While no one is advocating returning to live in caves or log cabins, nor necessarily destroy or dissolve every multinational company, is there something we can do to recuperate that sense of community which we have lost? While protecting those individual liberties, which bring us fulfillment, can we not find ways to work together more, to share and cooperate for the common good of all? Junger closes his analysis by quoting a person who has worked with traumatized vets: “if you want to make a society work, then you don’t keep underscoring the places where you’re different – you underscore your shared humanity.”

Have you ever noticed how young mothers with babies bond so quickly? Or two black strangers find something in common? So it is my belief that new “tribes” will build coalitions that bring peace and healing, mending those deep wounds part of our present day society.
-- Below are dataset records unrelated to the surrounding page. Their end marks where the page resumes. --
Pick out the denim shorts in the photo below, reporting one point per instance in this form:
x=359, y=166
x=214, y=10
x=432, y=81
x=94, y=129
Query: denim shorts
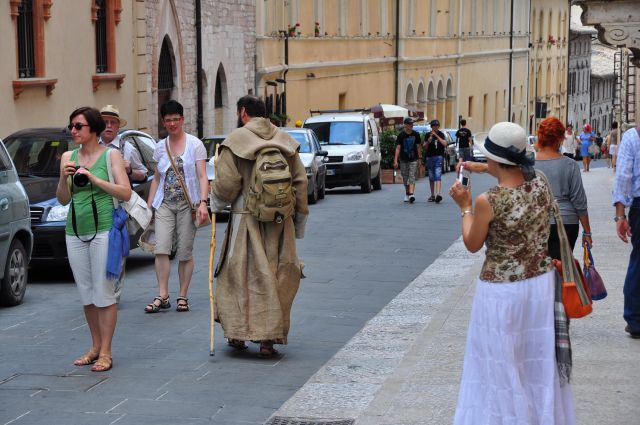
x=434, y=166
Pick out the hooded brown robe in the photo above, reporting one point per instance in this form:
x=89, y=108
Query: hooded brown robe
x=258, y=273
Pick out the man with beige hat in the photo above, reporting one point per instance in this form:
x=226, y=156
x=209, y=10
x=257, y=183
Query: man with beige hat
x=110, y=138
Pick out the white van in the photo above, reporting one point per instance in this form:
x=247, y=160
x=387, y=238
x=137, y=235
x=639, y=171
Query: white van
x=351, y=139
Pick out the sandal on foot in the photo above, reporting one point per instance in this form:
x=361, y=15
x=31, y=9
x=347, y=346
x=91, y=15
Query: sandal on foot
x=267, y=351
x=103, y=364
x=184, y=306
x=154, y=307
x=87, y=358
x=238, y=344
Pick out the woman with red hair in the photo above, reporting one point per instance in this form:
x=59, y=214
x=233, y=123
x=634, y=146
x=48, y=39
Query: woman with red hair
x=566, y=183
x=586, y=137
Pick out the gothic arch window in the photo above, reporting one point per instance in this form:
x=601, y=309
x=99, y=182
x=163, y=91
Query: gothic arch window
x=165, y=79
x=409, y=98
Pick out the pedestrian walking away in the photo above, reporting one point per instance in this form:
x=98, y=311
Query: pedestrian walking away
x=434, y=144
x=626, y=193
x=566, y=183
x=258, y=273
x=586, y=139
x=569, y=145
x=181, y=167
x=409, y=152
x=614, y=137
x=517, y=360
x=464, y=140
x=136, y=171
x=96, y=235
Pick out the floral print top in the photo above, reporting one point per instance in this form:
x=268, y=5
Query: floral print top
x=517, y=238
x=173, y=192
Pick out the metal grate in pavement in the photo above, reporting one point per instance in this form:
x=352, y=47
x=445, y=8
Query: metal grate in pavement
x=279, y=420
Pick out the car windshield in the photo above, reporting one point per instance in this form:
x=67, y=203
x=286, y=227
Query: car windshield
x=338, y=133
x=302, y=138
x=38, y=155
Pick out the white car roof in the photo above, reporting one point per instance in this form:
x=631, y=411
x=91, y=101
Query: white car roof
x=348, y=117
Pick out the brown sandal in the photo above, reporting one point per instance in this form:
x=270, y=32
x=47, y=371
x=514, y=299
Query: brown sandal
x=87, y=358
x=267, y=351
x=238, y=344
x=103, y=364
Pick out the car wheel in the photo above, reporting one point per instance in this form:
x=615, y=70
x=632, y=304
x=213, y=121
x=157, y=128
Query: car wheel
x=313, y=196
x=377, y=181
x=365, y=186
x=14, y=282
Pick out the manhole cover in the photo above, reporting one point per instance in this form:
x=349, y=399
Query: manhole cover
x=278, y=420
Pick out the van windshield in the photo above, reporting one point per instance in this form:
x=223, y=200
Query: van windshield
x=338, y=133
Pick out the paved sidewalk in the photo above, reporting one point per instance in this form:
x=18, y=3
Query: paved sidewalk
x=404, y=366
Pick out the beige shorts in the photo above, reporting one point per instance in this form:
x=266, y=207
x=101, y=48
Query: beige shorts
x=170, y=219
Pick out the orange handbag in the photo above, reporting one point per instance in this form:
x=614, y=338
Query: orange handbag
x=575, y=293
x=575, y=305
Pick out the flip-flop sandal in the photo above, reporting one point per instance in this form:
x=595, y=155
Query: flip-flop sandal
x=182, y=306
x=103, y=364
x=86, y=359
x=237, y=344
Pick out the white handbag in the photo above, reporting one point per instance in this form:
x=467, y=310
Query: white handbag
x=139, y=213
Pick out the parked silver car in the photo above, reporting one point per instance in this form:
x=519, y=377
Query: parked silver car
x=15, y=226
x=314, y=160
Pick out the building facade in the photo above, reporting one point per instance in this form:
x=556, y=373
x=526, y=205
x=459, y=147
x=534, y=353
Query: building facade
x=131, y=53
x=424, y=54
x=603, y=81
x=579, y=96
x=548, y=68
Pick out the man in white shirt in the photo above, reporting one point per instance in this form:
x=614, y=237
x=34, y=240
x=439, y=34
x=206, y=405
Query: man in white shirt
x=133, y=164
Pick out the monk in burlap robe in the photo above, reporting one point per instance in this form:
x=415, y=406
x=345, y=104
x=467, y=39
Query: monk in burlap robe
x=258, y=273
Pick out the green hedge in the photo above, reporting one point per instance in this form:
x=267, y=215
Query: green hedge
x=388, y=147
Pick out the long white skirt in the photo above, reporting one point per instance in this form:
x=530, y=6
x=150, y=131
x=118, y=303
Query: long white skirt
x=510, y=374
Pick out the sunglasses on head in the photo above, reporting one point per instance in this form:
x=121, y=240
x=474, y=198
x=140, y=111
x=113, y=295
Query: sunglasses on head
x=77, y=126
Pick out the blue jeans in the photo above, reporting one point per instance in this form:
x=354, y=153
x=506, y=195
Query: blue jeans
x=466, y=154
x=434, y=166
x=632, y=282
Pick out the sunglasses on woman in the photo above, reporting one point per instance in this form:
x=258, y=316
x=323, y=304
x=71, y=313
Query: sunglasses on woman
x=77, y=126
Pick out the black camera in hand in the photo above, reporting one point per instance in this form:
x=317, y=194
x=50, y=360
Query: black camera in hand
x=80, y=180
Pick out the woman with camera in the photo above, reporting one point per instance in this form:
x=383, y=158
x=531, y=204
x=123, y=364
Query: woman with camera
x=84, y=182
x=566, y=183
x=511, y=372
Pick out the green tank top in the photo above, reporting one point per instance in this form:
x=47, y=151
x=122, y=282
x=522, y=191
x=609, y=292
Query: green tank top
x=82, y=201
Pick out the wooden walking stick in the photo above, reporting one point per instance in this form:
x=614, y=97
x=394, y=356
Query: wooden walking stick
x=212, y=251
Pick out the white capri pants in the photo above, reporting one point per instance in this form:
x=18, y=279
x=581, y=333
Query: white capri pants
x=88, y=262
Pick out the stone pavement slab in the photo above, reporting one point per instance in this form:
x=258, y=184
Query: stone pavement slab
x=404, y=366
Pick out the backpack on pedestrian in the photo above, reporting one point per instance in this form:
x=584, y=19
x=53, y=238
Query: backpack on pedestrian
x=271, y=196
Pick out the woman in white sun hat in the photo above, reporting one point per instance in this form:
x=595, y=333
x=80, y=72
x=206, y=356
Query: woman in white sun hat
x=513, y=371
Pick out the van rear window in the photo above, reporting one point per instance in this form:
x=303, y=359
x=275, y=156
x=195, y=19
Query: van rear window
x=338, y=133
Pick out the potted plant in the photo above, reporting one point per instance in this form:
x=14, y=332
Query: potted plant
x=387, y=151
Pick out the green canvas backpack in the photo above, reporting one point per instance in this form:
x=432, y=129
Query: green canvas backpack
x=271, y=196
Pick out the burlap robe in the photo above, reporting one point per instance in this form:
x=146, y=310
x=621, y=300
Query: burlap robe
x=258, y=273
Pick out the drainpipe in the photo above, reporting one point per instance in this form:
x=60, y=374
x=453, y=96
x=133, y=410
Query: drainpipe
x=199, y=117
x=396, y=64
x=510, y=63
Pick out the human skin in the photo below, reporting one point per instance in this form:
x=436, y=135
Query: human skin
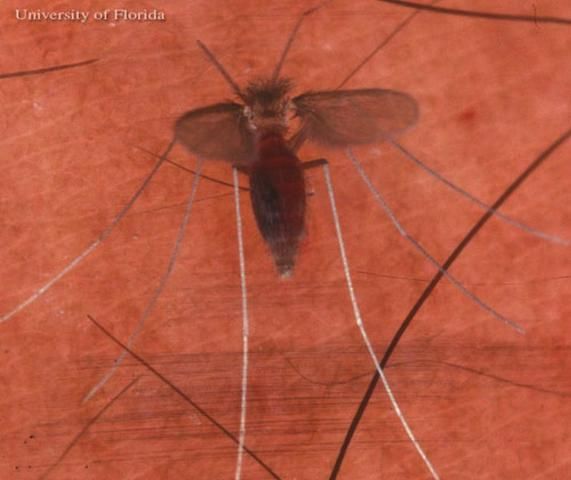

Whether true or not, blacks, because of their tribal sense of being targeted and persecuted by a predominantly white police force (with many institutional records of racism and bigotry), will permit that their leaders — their clergy, mothers and fathers, educators, professional, sport and entertainment people — to build more harmonious bridges and inclusion between their community and law enforcement. The healing will begin with the Afro-American tribe! Progress will spring up from the bases, not come from the top down. One change at a time.

While little change may happen because of one book, Junger’s contributions need to be incorporated and addressed. As he himself says, “belonging to society requires sacrifice, and that sacrifice gives back way more than it costs”.

Father Donnell Kirchner, CSsR, received a degree in moral theology in Rome and taught for 39 years as a Redemptorist priest in Brazil, teaching at a regional pastoral institute in Manaus. He is currently working with theologians in Chicago.